Governo prioriza projeto de lei que corta benefícios fiscais para equilibrar orçamento em 2025.
O impacto da redução de benefícios fiscais
A proposta de redução de benefícios fiscais foi apresentada em um contexto de necessidade urgente por parte do governo. O Projeto de Lei Complementar (PLP) 128/2025, que estabelece um corte de 10% sobre os benefícios tributários, visa equilibrar as contas públicas em 2025. Essa medida é vista como crucial para evitar contingenciamentos que poderiam afetar programas sociais e emendas parlamentares em um ano eleitoral.
O que é o Projeto de Lei Complementar 128/2025?
O PLP 128/2025, apresentado pelo deputado Mauro Benevides Filho, já recebeu a aprovação da Comissão de Finanças e Tributação e aguarda votação em plenário. A proposta prevê um corte escalonado de pelo menos 5% em todos os benefícios federais no próximo ano, com um novo corte de 5% em 2026. No entanto, os percentuais podem variar de acordo com o setor, desde que respeitem o limite mínimo estabelecido.
Importante destacar que microempresas, partidos políticos, sindicatos e áreas de livre comércio não serão afetados pela proposta. Além disso, a concessão de novas isenções fiscais será vedada, a menos que seja acompanhada da redução de outros benefícios de valor equivalente.

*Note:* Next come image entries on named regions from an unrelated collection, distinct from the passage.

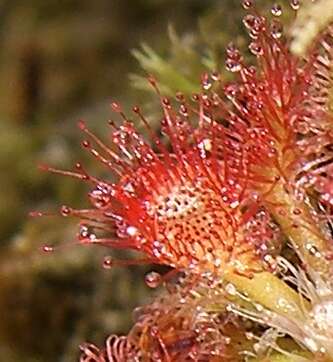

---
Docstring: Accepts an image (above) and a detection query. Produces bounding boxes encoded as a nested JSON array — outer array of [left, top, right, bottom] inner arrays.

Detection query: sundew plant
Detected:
[[34, 0, 333, 362]]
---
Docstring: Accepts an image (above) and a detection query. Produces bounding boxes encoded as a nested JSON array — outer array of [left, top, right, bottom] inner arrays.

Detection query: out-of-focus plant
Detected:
[[33, 0, 333, 362]]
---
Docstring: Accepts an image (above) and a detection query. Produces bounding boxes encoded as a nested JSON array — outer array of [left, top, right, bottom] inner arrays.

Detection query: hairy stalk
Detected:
[[268, 182, 332, 278], [225, 272, 308, 319]]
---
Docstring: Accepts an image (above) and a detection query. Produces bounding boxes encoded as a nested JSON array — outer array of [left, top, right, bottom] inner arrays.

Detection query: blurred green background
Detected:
[[0, 0, 252, 362]]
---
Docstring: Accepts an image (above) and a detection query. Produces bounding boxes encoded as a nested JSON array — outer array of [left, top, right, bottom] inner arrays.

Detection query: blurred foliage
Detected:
[[0, 0, 233, 362], [291, 0, 333, 55], [0, 0, 326, 362]]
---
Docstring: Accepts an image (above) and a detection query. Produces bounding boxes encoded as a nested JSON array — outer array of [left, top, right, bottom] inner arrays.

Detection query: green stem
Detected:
[[267, 182, 332, 279], [225, 272, 307, 318]]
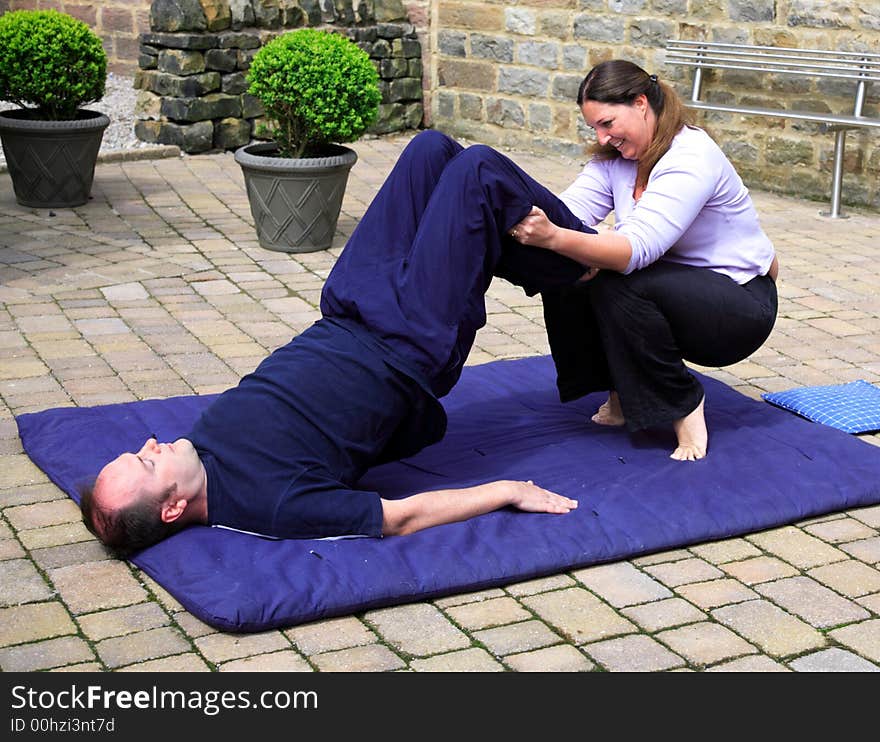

Consequências da não aprovação
O presidente da Câmara, Hugo Motta, designou o deputado Aguinaldo Ribeira como relator do projeto, enfatizando sua importância para a estabilidade do orçamento. O líder do PT, Lindbergh Farias, alertou que a não aprovação do projeto pode resultar em cortes drásticos em programas sociais, afetando diretamente a população. Segundo Farias, a falta de entendimento sobre a urgência da medida pode levar a um cenário preocupante, onde faltariam R$ 20 bilhões para fechar as contas do governo.
O papel do Congresso na aprovação
Com a proximidade do final do ano legislativo, a urgência pela aprovação do PLP 128/2025 aumenta. A proposta não só representa uma tentativa de equilibrar as contas, mas também um teste para a base governista na Câmara. A capacidade de mobilização e convencimento dos parlamentares será fundamental para a aprovação em um cenário marcado por interesses conflitantes e um ano eleitoral à vista.
A luta pela aprovação desse projeto reflete a complexidade da gestão fiscal e as pressões políticas que permeiam o cenário atual. O governo espera que a Câmara compreenda a gravidade da situação e vote a favor da proposta para evitar um impacto negativo em diversas áreas da administração pública.